In the game's third case, Miles Edgeworth - along with Fender, a newly-introduced character who worked alongside Miles' father - investigates the site of the crime that led to the IS-7 case, the final case Edgeworth's father, an attorney, was involved in. Ace Attorney fans may remember that the aftermath of this case was explored in some detail back in the very first game in the series, in one of those big, important chapters that even casual fans of the series tend to remember well.

Source: Press Kit.

Ace Attorney Investigations 2 is a game from the past, released initially on a long-defunct system, the Nintendo DS, and only in Japanese (putting aside the well-liked fan translation I've never touched).

In revisiting his father's case, Edgeworth needs to face up to his own past as a prosecutor, while also reckoning with how the last few years of his life - the years depicted in the original Ace Attorney trilogy, as well as the previous Investigations game - have changed his perspective on many things. It's an interesting perspective to explore, so many years removed from the original trilogy. The Ace Attorney franchise has theoretically moved on, with the Apollo Justice games and the Great Ace Attorney, but you can never really, totally escape your past. This is clear for Miles during the case; it's clear for me, a big fan of the original games, as I play through the game; and it's certainly clear for Capcom, as the company leans in hard on the characters and iconography of Phoenix and Miles in the current-day marketing of this series. 

The reputation that Ace Attorney Investigations 2 has - as being a great improvement over the first game in the series - is more or less true, as much as I still like its predecessor. The localization work on the sequel is also dramatically better than the first game, so the script is sharpener, with a better flow and stronger sense of personality. I'm enjoying the game a lot, while also feeling a little strange about finally having my hands on it, all prettied up with a great new art style on modern systems. The switch from "beautiful lost object" to "tangible game you can play" changes your relationship with a piece of media, and makes you think about it in a very different way. 

I picked up the first Ace Attorney on the DS 18 years ago - half my life has passed since. Coincidentally, the third case in this game also has Edgeworth pick through evidence from a case that happened 18 years earlier - a case that was also presented as having happened in the past back in the original Ace Attorney.
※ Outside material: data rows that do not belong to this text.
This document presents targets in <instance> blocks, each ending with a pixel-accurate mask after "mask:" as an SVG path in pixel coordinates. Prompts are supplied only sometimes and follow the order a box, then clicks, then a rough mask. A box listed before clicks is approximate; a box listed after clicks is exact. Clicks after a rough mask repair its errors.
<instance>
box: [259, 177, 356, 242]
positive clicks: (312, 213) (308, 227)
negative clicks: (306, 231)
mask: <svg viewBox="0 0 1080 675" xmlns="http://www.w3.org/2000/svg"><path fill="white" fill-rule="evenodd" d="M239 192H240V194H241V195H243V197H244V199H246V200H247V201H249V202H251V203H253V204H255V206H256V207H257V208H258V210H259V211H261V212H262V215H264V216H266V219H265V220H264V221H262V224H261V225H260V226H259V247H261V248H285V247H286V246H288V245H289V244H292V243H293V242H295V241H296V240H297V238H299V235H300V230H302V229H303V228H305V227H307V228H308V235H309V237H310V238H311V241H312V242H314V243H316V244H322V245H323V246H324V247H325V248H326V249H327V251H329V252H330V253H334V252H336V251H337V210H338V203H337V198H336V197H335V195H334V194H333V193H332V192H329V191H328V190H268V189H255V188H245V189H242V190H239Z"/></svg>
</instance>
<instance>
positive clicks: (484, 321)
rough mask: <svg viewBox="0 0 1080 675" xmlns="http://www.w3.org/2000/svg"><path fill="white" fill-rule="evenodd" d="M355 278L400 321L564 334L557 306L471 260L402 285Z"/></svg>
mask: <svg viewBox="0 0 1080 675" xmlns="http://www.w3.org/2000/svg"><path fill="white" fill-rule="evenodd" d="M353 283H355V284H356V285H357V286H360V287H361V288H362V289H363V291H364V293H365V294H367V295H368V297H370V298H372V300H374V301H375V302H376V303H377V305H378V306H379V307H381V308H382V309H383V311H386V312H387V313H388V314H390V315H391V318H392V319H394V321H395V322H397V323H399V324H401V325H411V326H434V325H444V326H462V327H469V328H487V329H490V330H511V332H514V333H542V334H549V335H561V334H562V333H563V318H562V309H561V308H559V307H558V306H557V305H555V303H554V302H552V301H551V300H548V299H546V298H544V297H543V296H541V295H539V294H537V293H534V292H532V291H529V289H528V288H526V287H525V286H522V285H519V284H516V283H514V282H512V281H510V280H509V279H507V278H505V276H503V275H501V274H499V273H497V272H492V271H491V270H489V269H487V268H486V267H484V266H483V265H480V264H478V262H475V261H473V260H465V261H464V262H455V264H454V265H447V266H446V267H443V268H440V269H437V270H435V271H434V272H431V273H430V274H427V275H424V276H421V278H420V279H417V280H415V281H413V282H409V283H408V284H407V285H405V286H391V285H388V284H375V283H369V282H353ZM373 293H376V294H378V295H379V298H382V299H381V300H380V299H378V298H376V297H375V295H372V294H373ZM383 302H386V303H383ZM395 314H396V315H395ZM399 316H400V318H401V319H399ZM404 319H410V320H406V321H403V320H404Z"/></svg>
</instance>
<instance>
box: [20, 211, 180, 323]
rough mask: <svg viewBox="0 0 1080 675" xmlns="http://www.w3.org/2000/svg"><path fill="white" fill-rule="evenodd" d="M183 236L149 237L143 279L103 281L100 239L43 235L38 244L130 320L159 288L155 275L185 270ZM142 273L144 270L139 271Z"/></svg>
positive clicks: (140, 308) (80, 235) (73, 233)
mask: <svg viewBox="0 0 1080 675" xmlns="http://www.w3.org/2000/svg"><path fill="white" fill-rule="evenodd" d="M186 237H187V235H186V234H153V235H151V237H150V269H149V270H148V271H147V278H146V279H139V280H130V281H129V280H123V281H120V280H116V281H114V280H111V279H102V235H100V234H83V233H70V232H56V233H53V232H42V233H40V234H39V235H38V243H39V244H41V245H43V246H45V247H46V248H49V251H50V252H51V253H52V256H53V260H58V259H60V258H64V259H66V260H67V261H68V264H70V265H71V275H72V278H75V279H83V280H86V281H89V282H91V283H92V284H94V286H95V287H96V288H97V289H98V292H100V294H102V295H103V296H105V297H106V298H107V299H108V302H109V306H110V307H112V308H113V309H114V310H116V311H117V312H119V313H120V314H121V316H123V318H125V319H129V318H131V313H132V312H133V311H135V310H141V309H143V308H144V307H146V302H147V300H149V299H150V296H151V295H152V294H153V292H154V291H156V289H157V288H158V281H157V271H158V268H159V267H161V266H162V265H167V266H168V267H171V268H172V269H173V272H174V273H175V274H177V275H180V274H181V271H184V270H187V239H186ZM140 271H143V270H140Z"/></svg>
Long-time fans have been living with the ramifications of this case for as long as Edgeworth has. The more I think about it, the more tangled all of this feels in my mind. 

Source: Press Kit.

The localization work on the sequel is also dramatically better than the first game, so the script is sharpener, with a better flow and stronger sense of personality.

I wonder if Ace Attorney Investigations 2 has hit a bit harder now than it would have if we'd gotten a proper release on the DS, where it would have been the sixth new Ace Attorney game on the system (the original trilogy debuted on the Game Boy Advance in Japan). Would the game's themes, or the way it plays with the distinction between past and present, have felt so potent? Does the game have more power for being quite old and brand new at the same time, and launching during a quieter period in the life cycle of the series? Is there virtue in waiting a long, long time before you satisfy your curiosity, or your desire? These are not questions I imagine were intended by the game's creators, but they've been bouncing around my mind as I play through this third case.

When I finish Ace Attorney Investigations 2, I'll be at a point where I have finished every single game in the series. This has not been possible without importing, learning another language, or playing through a fan translation, since 2011. Wrapping the game up may well feel like the end of an era that I thought had long since passed. Perhaps one day, I'll come back and play the game through again without getting caught up in the baggage of what it represents and signifies. Until then, perhaps I should just be glad that it's not a game I have to feel like I'm chasing for the rest of my life.